I got the specifications from Abner, and his son, Louis, to build a modern Baker fan, and had a nice one made at a welding shop in June 1954 over 20 years ago. That year 17 engines were tested on the Baker fan at the National Threshers Reunion at Montpelier, Ohio and the results were published in the May-June 1955 issue of Iron Men Album. Louis David’s Avery 40 turned the fan 660 RPM developing approximately 160 HP. LeRoy Blaker’s 22-65 Case turned the fan 620, or approximately 130 HP, Phil Garman’s 18 HP Advance-Rumely was the lowest 452, or 66 HP with 150 pounds W.P. LeRoy Blaker’s 24-75 Port Huron equipped with a Baker piston valve, operating as a simple developed 115 HP turning the Baker fan 600 RPM.
In the fall of 1944, I bought two used 32-100 HP Port Huron steam engines, one a portable, and the other a traction. The traction had a sprung crankshaft, so I sawed the 3′ shaft off at the crank disc that was 29′ in diameter and took the 300 pound disc to the Baker Company for a new shaft. I drove down there a few days later, and as I neared the office door I saw the disc just outside. I over heard Abner Baker tell his Indiana salesman, Fred McClure, that he did not think Blaker’s 32 HP Port Huron could put out 100 HP, as he had measured the disc, and it had only a 10′ stroke. Well that engine put out 115 HP for me.

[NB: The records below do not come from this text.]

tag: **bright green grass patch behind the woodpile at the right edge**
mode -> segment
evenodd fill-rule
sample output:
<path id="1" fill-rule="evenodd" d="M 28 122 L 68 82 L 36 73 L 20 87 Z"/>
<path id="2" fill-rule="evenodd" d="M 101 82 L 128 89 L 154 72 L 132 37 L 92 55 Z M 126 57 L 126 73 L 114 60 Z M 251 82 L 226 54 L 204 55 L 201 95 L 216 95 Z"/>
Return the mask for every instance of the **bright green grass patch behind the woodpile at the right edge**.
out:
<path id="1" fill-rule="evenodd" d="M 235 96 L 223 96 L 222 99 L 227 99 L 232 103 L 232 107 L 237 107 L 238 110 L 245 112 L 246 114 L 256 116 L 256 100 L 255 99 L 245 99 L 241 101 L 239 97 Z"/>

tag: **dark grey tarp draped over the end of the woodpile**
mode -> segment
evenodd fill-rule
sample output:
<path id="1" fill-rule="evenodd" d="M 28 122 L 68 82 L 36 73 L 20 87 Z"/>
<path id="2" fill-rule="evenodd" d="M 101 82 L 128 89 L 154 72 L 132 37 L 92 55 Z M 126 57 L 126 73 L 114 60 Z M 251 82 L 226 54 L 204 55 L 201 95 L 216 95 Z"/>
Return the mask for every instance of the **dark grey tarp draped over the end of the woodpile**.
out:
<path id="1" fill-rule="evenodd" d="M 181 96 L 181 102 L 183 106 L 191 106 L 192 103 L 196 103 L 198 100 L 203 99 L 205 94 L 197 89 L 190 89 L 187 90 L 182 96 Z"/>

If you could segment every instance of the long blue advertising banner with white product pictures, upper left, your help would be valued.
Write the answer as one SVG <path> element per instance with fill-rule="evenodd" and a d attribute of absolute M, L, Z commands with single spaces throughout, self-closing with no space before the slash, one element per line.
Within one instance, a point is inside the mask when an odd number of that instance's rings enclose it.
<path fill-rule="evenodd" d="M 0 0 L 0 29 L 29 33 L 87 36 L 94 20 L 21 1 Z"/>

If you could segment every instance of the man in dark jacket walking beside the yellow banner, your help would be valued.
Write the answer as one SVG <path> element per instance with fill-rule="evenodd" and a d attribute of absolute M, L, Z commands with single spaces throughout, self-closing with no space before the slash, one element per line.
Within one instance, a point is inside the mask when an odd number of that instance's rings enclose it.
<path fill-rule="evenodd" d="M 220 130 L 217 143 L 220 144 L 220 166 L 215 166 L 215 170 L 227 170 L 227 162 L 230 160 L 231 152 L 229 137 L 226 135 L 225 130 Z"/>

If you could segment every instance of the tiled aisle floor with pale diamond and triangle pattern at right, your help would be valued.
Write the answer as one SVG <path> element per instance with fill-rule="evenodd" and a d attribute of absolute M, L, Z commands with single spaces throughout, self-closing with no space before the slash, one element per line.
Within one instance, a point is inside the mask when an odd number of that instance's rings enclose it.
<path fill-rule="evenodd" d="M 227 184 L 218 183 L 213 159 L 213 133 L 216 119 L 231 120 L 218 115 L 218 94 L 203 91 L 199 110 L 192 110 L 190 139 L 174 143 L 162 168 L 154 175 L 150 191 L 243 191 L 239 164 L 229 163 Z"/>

Abner’s brother-in-law, C. Berkebile, did the machine work on the new 3′ crankshaft, and the company charged me $105.00, and I furnished all the material.
Abner Baker loaned me their Prony brake for my first gathering of steam friends here on my farm June 30, 1945. Several years later, Abner gave me that Prony brake, and I turned it over to the National Threshers Association when they organized.
According to my records, the last Baker steam engine was a 23-90 HP, no. 17992 built in 1929.
Abner Baker was born near Fredericktown, Ohio on March 17, 1861, and married Ella Berkebile in 1888. Their son, Louis, was born in 1891. Mr. Abner Baker was a widower many years before he passed away June 16, 1953 at the age of 92 years.